Does the Rick Perry campaign have any strategy at all to deal with the fact that controversial views that will seriously complicate his chances in a general election are right there in black and white, in books with his name on their covers in big letters?
Last night’s debate and its aftermath bring still more evidence that he doesn’t have any plan at all.
Perry last night reiterated his claim from his book “Fed Up” that Social Security is a “Ponzi scheme,” and insisted that promising to maintain it in its current form is a “monstrous lie.” Mitt Romney pounced. As Ben Smith reported, a Romney adviser claimed Perry is now toast: “No federal candidate has ever won on the Perry program to kill Social Security. Never has. Never will.”
This is true. And yet a day later, the Perry campaign is still struggling to clarify his position on what is now emerging as a central issue in the GOP primary.
My Post colleague Jennifer Rubin is pressing Perry’s camp to clarify where he stands on another previous controversial assertion: That we should allow states to run retirements benefits. The Perry camp responded by sending over two newspaper articles that only raise more questions about his position than answers. As Rubin notes, “What is surprising is how ill-thought-out this appears to be.”
This is part of a pattern. In response to questions about whether Perry still believes his book’s assertion that repealing the 16th Amendment would be a good idea, his campaign issued a statement that backed off his support for that position, and instead declared his support for more modest proposals. But then the campaign turned around and claimed that the statement hadn’t distanced him from his book’s views on the 16th Amendment. So does Perry still think repealing the 16th Amendment is a workable option, or not?
Another of Perry’s books compared homosexuality with alcholism. Pressed to say if he still believes this, the campaign simply didn’t bother answering.
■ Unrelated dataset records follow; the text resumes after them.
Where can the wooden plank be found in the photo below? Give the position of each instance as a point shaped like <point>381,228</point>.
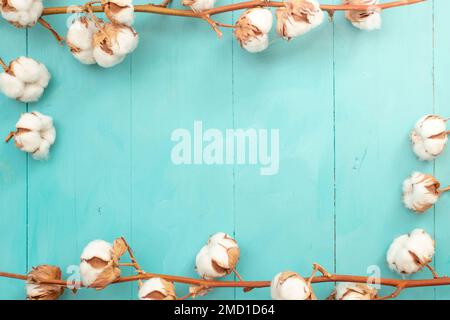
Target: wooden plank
<point>383,85</point>
<point>285,221</point>
<point>13,205</point>
<point>83,192</point>
<point>181,73</point>
<point>441,106</point>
I don’t know whether or not these views are viewed negatively by GOP primary voters. But his extremism and kookiness will certainly raise concerns among them about his electability, and the campaign’s refusal to come up with a coherent plan to deal with them will only further exacerbate those concerns and lead to more chattering-class and insider skepticism. There’s been a lot of talk about Perry’s Texas swagger and arrogance, but this seems to me to really typify it perfectly.